Dado que muchos prelados de la Iglesia habían dado ejemplo de tal reforma, quienes los siguieron no se consideraron extraviados; Y la propia Roma había considerado a veces a los patarinos, los catarinos, los pobres de Lyon y todas esas nuevas sociedades religiosas como otras tantas órdenes de monjes que despertaban el fervor del público y que nunca pensaron en sacudirse su yugo.

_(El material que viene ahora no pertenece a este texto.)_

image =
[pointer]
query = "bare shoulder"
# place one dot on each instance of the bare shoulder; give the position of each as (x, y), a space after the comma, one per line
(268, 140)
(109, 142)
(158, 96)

6 Inocencio III, quien ascendió al trono pontificio en el vigor de su época, fue el primero que pareció percibir la importancia de ese espíritu independiente que ya estaba degenerando en revuelta. Sus predecesores, enfrascados en una peligrosa lucha con los dos Enriques y Federico Barbarroja, consideraron que toda su fuerza no era suficiente para defenderlos de los emperadores; y, en aquellos tiempos, habían aceptado el nombre de paterines, que se había dado a sus partidarios más celosos.7 Pero Inocencio III, cuyo genio abarcó y gobernó el universo, era tan incapaz de contemporizar como de compasión. Al mismo tiempo que destruyó el equilibrio político de Italia y Alemania; que amenazó con derrocar a los reyes de España, Francia e Inglaterra; que adoptó el tono de un amo con los reyes de Bohemia, Hungría, Bulgaria, Noruega y Armenia; En una palabra, que dirigió o reprimió a su antojo a los cruzados, quienes se dedicaban a derrocar el imperio griego y a establecer el de los latinos en Constantinopla.
Inocencio III, como si no tuviera otra ocupación, vigiló, atacó y castigó todas las opiniones diferentes a las de la Iglesia romana, toda independencia mental, todo ejercicio de la facultad de pensar en los asuntos religiosos.